Quando voltei da deportação em 1945, tentei escrever uma elaboração literária da experiência no campo de concentração, e não consegui. Isso porque, escrevendo, eu rememorava a morte e não conseguia me distanciar da experiência trágica do campo. Parei de escrever o livro e me lancei na política espanhola, na clandestinidade. Só voltei para a escrita quando deixei de acreditar na minha ação política, 15 anos depois, e por isso declarei que mudava de vida. Fui para a política porque não podia escrever e voltei para a escrita quando a política se tornou impossível. As duas atividades nunca foram compatíveis.
O sr. diz numa das suas entrevistas que o século 20 é a gestação do sonho de um paraíso na Terra e que o sonho não é uma produção de intelectual, mas da miséria do mundo. A experiência leninista fracassou. Como fica o sonho agora?
Sei que a tentativa comunista de mudar o mundo foi um fracasso.

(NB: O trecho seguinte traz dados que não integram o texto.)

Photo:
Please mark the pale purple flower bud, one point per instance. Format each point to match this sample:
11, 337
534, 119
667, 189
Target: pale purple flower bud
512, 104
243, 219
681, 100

Mas o fato de constatar o fracasso não me impede de pensar que esta sociedade é injusta e é preciso modificá-la. Mas não sei como...
A paixão pela política pode ser reinventada?
Vou morrer antes, mas penso que os jovens de hoje terão que reinventá-la. É inevitável voltar a ela, ainda que seja se opondo aos políticos, que só têm em vista o poder. Uma sociedade democrática não pode funcionar sem uma renovação da política.
O sr. gosta de citar uma das máximas de Fitzgerald: "Seria preciso saber que não há esperança de mudar as coisas e, no entanto, estar decidido a fazê-lo". Qual o papel da literatura nisso?
O escritor não pode mudar as coisas escrevendo, mas ele pode esclarecer, dar uma visão nova da realidade. Escrever é correr riscos, significa se engajar.


Betty Milan é escritora e psicanalista, autora de "O Século" (Record), entre outros.